O primeiro passo da Lectio Divina é a lectio, ou a leitura. Não é uma leitura comum, nem em matéria nem em maneira. A matéria é a “Palavra de Deus”, ou a Escritura, e a maneira de ler é, mais precisamente, um “escutar” e um “ouvir”, sintonizados com a palavra inspirada e atentos ao Falante.

Portanto, eu me preparo para essa leitura sagrada devotando um tempo a aquietar corpo e mente, para começar a concentrar todo o meu ser num único foco. Nessa disposição, escolho um texto – de preferência curto – leio-o devagar, ouvindo-o interiormente com plena atenção. De maneira geral, minha meta é personalizar as palavras, realizá-las, como Deus falando comigo, agora.

2. Meditatio: Refletir sobre a Palavra

Nesse processo, o papel da Lectio descrito acima é análogo ao ato de ir ao encontro de outra pessoa com a intenção de compartilhar algum tempo juntos e sozinhos.
 
Agora, na Meditatio a que esse desejo me levou, quero conhecer mais sobre ele, em maior confiança e segurança – quero aprender que ele realmente é para mim e o que deseja me revelar.

Deus, em si próprio, é “outra língua” para nós, pois ele é incompreensível, em sua plenitude, para nosso intelecto e compreensão humanos finitos. Porém, ele se traduziu para a nossa humanidade em Jesus. Jesus é a revelação de Deus, numa língua que posso entender e numa pessoa que posso conhecer e amar, não como alguém que viveu e morreu na história, mas como alguém que vive agora, no meu mundo, em meu coração, e para sempre.

3. Oratio: A Palavra toca o coração

A meditação nos faz crescer em nosso conhecimento da constante obra de amor de Deus em toda a criação, e em nossa própria vida individual; aumenta e enriquece nossa familiaridade com a vida e os ensinamentos de Jesus e nosso amor por ele; e leva-nos a refletir sobre como devemos responder a seu chamado em amor e serviço.

Porém, a meditação é, em grande medida, uma atividade de nosso intelecto e imaginação sobre Deus e, se permanecer num nível intelectual, não chegará à oração genuína. Pois a meta da oração é o próprio Deus como ele é, misteriosamente escondido em meu eu verdadeiro mais profundo.

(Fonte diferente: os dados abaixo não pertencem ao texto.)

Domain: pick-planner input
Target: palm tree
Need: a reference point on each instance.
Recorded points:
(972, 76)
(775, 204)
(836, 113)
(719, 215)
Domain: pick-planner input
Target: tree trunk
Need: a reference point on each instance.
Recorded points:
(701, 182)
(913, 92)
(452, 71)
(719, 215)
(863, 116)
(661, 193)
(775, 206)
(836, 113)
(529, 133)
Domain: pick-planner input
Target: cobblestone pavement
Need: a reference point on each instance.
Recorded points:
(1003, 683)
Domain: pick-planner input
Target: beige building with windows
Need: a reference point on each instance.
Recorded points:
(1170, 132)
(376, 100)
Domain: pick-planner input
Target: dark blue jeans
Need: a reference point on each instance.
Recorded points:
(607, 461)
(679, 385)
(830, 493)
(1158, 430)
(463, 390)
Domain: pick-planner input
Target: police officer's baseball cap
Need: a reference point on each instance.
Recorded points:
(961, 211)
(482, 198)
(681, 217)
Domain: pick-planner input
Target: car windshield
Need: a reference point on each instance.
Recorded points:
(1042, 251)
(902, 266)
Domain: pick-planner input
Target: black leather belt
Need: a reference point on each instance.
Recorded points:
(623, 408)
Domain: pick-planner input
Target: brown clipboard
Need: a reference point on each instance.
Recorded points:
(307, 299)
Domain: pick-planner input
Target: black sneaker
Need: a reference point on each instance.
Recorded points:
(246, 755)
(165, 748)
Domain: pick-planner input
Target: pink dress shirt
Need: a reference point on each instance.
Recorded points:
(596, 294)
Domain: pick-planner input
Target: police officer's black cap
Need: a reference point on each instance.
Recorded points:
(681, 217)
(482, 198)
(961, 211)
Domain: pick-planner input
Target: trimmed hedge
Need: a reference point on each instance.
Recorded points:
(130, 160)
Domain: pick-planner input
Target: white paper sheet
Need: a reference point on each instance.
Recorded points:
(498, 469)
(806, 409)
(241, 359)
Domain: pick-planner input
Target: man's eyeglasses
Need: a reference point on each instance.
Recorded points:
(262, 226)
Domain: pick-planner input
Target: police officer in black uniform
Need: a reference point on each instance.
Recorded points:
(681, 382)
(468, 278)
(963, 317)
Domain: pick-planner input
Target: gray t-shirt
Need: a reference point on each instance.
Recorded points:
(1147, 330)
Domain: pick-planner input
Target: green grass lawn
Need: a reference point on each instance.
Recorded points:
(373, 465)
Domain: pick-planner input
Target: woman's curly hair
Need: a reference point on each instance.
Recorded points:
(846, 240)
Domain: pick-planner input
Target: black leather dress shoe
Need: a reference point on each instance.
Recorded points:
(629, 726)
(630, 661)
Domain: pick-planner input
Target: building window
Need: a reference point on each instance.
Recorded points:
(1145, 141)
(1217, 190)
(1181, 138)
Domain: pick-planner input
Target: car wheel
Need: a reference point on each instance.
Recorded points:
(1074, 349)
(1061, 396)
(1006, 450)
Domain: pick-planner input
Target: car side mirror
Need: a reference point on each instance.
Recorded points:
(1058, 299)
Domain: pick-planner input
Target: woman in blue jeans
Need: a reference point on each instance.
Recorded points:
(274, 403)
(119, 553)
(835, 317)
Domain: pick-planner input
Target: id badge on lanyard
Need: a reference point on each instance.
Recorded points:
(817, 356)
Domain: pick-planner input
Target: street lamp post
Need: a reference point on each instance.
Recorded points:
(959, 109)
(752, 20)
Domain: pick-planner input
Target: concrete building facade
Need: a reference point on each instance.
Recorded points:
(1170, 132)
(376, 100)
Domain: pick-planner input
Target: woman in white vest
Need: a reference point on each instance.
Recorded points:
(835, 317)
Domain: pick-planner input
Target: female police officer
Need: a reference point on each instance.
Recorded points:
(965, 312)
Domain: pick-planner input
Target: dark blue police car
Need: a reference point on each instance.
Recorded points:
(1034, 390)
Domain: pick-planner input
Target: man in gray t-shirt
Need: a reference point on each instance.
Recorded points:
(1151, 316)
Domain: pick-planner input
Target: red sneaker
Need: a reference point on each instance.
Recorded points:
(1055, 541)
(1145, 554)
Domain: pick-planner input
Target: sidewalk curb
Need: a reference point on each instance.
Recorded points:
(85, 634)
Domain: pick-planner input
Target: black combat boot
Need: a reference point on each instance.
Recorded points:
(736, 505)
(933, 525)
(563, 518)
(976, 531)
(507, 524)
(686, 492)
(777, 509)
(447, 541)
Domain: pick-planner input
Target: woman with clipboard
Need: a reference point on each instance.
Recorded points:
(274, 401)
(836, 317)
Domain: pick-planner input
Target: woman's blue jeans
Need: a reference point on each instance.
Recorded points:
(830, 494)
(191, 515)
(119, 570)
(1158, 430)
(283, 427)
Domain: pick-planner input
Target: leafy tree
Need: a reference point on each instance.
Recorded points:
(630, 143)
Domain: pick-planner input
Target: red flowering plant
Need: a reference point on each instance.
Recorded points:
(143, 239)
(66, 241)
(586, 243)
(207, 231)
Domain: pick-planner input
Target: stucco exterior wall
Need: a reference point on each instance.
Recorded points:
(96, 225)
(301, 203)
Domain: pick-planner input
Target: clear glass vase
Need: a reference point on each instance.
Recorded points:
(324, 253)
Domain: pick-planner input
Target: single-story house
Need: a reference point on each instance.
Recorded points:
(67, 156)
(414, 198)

Esse centro mais profundo é o reino da contemplação, e a oratio, ou “oração do coração”, é o início do caminho que leva a ela. Podemos descrevê-la como um movimento espontâneo do coração, quando responsivo à condução do Espírito.

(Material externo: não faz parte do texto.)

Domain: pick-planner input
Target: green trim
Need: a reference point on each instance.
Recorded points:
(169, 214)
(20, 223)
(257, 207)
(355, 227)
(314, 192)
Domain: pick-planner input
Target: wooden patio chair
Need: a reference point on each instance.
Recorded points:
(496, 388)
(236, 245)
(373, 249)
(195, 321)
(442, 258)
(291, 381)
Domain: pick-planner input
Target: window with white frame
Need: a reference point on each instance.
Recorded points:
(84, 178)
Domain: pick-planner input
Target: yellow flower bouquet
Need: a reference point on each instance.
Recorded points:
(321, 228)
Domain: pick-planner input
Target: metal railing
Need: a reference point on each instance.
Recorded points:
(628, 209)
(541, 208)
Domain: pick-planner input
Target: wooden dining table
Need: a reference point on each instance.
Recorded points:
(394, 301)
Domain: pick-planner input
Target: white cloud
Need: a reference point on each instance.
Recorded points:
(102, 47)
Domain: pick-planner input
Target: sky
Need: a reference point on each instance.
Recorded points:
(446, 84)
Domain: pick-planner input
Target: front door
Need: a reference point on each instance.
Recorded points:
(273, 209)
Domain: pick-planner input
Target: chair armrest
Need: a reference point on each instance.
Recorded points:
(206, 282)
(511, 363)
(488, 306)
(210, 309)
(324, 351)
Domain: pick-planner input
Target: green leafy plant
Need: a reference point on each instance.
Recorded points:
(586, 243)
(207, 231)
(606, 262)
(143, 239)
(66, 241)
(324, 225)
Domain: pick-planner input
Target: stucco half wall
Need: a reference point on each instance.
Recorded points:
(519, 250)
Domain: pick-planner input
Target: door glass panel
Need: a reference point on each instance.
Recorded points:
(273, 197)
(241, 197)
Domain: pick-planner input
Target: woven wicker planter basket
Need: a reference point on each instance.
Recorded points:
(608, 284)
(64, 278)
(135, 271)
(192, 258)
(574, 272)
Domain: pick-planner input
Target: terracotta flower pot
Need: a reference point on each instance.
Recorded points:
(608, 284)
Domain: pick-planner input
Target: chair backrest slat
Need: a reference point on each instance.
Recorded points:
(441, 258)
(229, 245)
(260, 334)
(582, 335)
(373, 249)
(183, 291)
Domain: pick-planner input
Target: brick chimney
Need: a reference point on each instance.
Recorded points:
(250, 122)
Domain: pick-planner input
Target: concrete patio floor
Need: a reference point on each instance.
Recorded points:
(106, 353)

A oratio é o esforço ativo que fazemos para manter nosso coração aberto para Deus e nos colocar à disposição de seu Espírito, preparando o caminho para a ação de Deus sobreponha-se à nossa.

Por um longo período de tempo, podemos ficar nos movendo entre a meditação e essa oração do coração, mas por fim uma simplificação gradual começa a ocorrer. Há cada vez menos raciocínio e especulação com o intelecto, conforme o coração toma as rédeas num simples despejar de amor e desejo, que pode assumir a forma de um diálogo íntimo interior.

A transição para a contemplação

Até aqui, nos três níveis sucessivos da lectio, meditatio e oratio, embora nos movendo no sentido de uma maior profundidade, nossa atividade ainda dominam. A transição para a contemplação final é muito diferente do que talvez se tenha esperado. Pois, embora estejamos nos movendo para Deus, que é Luz, nossa experiência parece contradizer isso quando uma espécie de escuridão ou “noite” desce sobre nós e nosso caminho torna-se obscuro.

O que acontece é que Deus está tomando conta cada vez mais, “fechando” nossas faculdades naturais de raciocínio e imaginação e eliminando os sentimentos afetivos de satisfação e fervor.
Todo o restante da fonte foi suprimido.